October 3, 2010

Aerodynamic perfection

I NOTE WITH INTEREST that Arvel Gentry’s Ranger 23 is for sale. So what, you say? Well, this is no ordinary Ranger 23. This is the Ranger 23 that America’s premier sailing aerodynamicist has owned for about 38 years.

Gentry is the self-styled Seattle weekend sailor who was “interested, amazed, and amused” by attempts in the sailing literature to explain how sailboat sails actually work.

In order to clear up some misconceptions stemming from “some completely false and misleading ideas published in standard sailing references,” he sat down in 1971 to write a landmark 12-page paper named The Aerodynamics of Sail Interaction.

This was an attempt to explain to dummies like me the magic whereby a sail can move a boat against the wind. I have read it several times and am very little the wiser for it, except that the conclusion seems to be that the air pressure on the leeward side of a cambered airfoil is lower than the pressure on the windward side. But I knew that already.

Gentry scoffs at attempts by people less gifted than professional aerodynamicists to explain this phenomenon, and he cringes at theories that have comforted me all my sailing life, such as the one that says the air to windward of the jib takes a short cut across the camber, while the air going around the leeward side of the jib has farther to go, and so must go faster to catch up. And as we all know from kindergarten physics, if you speed up a gas, the pressure drops. Thank you, Dr. Bernoulli.

This is an overly simplistic explanation, of course, and I can see why it makes Gentry shudder; but for people like me it’s a comforting explanation. It explains about as much as I need to know to fit the facts I can see with my own eyes. It’s on a par with the kind of celestial navigation I taught myself from Mary Blewitt’s little book. She espouses the pre-Copernican theory that the sun goes around the earth, and all I can say is that if you can make yourself believe it, celestial navigation becomes a whole lot easier. People like Copernicus and Gentry just make things more difficult when they come along with their new-fangled theories that don’t change anything for practical sailors.

Gentry had a chance to put some sense into my head when Good Old Boat magazine once asked me to interview him for an article. But he refused to meet me and talk sailboat aerodynamicism buddy to buddy. I don’t hold it against him. If it weren’t for Spellchecker I wouldn’t even be able to spell what he does.

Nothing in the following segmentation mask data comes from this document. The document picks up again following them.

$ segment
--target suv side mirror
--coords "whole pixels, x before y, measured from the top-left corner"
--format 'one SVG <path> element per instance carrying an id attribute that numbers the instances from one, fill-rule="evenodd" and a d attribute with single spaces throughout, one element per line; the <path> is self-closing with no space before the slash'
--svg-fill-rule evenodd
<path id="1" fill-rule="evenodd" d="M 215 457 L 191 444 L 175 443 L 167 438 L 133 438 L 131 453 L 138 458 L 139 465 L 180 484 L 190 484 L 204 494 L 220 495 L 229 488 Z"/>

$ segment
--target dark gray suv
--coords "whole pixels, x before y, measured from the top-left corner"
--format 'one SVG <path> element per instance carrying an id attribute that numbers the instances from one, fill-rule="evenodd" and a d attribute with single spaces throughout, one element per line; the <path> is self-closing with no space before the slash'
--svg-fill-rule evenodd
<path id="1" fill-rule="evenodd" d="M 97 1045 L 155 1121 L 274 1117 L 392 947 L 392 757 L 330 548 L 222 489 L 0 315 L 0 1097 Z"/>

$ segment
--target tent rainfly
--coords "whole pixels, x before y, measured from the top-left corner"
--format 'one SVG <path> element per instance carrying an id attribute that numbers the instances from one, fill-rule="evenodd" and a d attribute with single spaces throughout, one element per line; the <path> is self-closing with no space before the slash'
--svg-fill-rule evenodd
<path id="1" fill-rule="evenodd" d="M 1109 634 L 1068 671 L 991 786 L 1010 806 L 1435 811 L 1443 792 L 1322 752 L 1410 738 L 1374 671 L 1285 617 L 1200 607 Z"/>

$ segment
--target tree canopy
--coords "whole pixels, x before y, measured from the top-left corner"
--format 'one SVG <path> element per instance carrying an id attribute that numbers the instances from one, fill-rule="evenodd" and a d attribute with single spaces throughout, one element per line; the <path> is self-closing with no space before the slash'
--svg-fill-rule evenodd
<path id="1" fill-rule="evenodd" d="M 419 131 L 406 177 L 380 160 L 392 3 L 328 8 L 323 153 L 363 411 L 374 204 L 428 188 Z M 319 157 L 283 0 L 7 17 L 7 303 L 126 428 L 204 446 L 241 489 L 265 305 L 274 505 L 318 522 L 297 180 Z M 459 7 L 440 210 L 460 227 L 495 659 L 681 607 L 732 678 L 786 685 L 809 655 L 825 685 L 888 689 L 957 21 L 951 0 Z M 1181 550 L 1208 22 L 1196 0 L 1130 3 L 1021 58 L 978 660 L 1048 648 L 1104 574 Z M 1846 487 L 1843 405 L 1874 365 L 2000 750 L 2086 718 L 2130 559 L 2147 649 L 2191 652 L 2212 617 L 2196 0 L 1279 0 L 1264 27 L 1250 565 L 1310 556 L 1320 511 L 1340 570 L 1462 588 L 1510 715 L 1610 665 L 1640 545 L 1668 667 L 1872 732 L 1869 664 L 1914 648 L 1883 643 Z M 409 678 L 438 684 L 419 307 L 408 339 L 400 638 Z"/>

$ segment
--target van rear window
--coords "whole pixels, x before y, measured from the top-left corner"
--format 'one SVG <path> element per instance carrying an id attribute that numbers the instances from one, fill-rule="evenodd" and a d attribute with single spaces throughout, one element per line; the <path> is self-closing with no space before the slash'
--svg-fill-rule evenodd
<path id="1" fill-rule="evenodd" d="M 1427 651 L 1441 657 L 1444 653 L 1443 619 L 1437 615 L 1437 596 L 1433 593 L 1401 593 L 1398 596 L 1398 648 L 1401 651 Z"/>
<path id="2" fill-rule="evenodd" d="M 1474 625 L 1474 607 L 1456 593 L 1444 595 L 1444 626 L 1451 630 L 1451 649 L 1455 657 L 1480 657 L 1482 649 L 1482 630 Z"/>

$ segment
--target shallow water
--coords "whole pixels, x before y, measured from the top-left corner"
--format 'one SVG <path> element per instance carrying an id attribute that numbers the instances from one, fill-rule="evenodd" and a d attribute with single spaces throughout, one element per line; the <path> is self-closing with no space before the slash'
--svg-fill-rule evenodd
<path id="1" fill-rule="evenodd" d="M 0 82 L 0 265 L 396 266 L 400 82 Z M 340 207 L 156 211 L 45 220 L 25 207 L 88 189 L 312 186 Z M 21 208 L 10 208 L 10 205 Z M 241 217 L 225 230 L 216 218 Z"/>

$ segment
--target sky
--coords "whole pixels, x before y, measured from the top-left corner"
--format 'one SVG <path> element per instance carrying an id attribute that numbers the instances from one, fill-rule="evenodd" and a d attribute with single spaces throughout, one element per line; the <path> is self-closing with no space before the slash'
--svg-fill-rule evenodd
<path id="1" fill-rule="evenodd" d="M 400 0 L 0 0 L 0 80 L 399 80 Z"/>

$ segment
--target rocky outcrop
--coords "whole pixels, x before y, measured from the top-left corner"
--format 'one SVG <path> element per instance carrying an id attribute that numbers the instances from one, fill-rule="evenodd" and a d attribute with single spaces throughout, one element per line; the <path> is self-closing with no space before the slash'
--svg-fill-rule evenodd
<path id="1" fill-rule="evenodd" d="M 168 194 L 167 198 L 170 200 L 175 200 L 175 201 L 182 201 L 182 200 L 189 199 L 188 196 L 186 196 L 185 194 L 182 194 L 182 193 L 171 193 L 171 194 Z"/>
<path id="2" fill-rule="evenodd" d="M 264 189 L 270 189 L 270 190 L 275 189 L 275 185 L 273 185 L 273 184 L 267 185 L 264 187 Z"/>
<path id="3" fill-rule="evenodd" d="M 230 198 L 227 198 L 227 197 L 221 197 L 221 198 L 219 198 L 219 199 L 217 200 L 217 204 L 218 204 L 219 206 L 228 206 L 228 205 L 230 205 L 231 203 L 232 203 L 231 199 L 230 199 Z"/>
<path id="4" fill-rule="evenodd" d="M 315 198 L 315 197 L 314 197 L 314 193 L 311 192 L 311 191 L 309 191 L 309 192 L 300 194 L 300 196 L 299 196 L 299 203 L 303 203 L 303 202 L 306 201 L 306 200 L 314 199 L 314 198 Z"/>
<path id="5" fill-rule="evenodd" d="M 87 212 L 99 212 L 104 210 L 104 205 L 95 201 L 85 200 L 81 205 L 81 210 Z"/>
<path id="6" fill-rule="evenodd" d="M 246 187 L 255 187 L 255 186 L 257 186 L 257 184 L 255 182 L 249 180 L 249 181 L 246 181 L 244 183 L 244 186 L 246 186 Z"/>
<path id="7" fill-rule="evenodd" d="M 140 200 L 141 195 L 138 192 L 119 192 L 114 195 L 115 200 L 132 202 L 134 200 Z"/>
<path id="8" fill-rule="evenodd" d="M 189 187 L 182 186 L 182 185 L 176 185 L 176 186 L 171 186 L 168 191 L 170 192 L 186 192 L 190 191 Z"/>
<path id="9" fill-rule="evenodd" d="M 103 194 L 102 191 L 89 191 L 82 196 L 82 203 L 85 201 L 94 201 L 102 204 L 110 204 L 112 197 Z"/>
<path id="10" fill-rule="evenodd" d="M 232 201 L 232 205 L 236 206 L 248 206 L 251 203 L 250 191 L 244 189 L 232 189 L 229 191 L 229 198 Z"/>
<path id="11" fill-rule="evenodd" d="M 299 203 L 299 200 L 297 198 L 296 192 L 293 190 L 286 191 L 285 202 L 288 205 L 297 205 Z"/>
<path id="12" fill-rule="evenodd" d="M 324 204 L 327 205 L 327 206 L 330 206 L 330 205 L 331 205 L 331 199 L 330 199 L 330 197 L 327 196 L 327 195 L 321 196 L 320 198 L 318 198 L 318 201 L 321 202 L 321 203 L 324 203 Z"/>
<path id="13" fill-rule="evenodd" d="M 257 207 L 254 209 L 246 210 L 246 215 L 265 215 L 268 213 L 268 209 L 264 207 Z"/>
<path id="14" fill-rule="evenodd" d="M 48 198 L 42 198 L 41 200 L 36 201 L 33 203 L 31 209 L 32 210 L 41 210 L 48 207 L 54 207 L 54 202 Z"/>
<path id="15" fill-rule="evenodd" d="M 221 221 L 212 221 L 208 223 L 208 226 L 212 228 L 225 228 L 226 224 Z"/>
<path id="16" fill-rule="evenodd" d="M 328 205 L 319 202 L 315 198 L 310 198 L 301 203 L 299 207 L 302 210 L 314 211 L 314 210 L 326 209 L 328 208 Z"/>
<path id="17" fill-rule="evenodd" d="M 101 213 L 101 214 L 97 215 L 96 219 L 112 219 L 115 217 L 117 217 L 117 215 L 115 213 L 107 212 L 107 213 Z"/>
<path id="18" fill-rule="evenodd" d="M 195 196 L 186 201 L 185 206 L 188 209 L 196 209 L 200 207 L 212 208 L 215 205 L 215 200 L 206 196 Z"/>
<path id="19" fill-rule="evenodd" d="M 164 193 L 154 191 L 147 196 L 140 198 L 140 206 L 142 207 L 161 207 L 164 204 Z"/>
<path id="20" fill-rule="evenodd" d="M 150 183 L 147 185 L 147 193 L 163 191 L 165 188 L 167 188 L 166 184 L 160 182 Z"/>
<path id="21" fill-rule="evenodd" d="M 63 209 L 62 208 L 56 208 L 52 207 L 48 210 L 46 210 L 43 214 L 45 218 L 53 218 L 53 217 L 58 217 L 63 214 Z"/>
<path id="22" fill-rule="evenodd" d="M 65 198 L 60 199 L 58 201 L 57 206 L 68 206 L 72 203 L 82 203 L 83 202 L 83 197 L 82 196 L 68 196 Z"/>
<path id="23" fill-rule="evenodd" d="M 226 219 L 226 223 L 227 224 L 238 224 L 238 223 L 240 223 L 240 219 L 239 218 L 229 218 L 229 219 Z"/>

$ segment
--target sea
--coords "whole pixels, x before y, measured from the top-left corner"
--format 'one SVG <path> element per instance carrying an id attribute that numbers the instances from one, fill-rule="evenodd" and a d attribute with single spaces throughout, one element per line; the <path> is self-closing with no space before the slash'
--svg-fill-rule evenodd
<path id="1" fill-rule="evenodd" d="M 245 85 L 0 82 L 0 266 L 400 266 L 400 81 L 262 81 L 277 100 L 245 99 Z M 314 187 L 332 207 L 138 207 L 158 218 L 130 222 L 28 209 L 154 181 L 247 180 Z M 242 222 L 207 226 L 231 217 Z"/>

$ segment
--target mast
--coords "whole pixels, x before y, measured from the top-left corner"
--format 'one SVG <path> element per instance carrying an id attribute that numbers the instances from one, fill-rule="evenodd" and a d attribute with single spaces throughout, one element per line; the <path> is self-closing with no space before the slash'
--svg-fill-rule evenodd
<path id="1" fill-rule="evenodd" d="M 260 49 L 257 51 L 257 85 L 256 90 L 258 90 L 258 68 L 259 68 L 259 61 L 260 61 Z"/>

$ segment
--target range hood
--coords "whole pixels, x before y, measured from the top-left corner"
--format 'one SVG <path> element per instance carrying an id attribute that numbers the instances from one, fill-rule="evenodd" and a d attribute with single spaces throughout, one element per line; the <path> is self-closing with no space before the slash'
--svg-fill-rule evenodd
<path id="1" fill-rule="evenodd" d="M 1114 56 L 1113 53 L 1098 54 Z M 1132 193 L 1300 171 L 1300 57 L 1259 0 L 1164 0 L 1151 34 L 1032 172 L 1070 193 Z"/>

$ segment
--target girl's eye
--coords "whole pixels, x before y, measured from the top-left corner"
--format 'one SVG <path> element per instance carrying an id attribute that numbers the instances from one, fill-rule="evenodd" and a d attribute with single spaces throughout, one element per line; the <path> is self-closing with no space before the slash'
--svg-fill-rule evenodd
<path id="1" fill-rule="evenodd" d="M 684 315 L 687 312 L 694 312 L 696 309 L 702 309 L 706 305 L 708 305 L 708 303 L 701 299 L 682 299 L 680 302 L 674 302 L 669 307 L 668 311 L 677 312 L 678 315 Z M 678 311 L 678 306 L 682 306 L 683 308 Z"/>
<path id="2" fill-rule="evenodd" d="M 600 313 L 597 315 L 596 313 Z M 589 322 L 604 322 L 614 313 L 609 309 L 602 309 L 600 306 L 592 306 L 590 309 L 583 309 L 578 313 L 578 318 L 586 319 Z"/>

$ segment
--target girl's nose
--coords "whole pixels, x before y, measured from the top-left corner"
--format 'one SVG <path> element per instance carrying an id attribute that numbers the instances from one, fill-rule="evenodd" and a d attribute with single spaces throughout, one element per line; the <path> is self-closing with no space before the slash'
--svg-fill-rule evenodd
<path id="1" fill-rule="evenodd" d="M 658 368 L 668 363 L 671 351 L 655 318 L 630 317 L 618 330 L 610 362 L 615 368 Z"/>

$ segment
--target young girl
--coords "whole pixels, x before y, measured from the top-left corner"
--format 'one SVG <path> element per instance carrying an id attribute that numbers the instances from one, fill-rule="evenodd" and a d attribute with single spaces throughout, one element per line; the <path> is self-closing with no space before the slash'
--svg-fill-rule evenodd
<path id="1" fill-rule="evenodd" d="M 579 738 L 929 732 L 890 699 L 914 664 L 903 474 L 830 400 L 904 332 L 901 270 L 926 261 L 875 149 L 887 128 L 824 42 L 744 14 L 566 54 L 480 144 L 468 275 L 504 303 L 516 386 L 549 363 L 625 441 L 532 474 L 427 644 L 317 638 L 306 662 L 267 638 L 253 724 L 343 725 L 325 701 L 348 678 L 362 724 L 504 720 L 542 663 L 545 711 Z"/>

Incidentally, if you;re interested in his boat, the advertisement for his Ranger 23 doesn’t give a price. But I can tell you that he paid $28,440 to have it restored in 2001, when it was 29 years old. Aerodynamic people obviously earn good money.

You can get the full details at http://www.arvelgentry.com/

Today’s Thought
The higher we soar on the wings of science, the worse our feet seem to get entangled in the wires.

— Anon, The New Yorker, 7 Feb 31

Boaters’ Rules of Thumb, #102
Human horsepower. It’s fairly well established that the average man in good condition can produce about one-quarter horsepower for about 40 minutes, and between one-sixth and one-seventh horsepower for several hours at a time. Maximum hp from a highly trained male athlete for a burst of a few seconds is a little less than 2 h.p. Interestingly, you can row a dinghy at a reasonable clip in settled conditions by using just one-sixth horsepower.

“How do you like your new babysitter, Johnny?”
“I hate her, Mom. If I was bigger I would grab her and bite her on the back of her neck like Dad does.”

1 comment:

Aaron Headly said...

Here's a method of conceptualizing what a sail (or a wing) does that I've always found useful:

What you are trying to do with a sail is bend the wind a little, but not 'break' it (stall the sail).

Just like when you bend, say, a rod, the wind 'pushes' back when you bend it; this 'push' is what makes a sailboat go.

If you try and bend the wind too far (over sheet the sail), the wind 'breaks' (just as a rod would, to stay with the analogy), and then it stops 'pushing' back in the helpful way.

Also: as you point up, there is less and less remaining angle to usefully bend the wind; eventually you can't get any more 'push' and you have to fall off to stay sailing.

I am aware that this sounds like an over-simplification, but it actually matches the physics.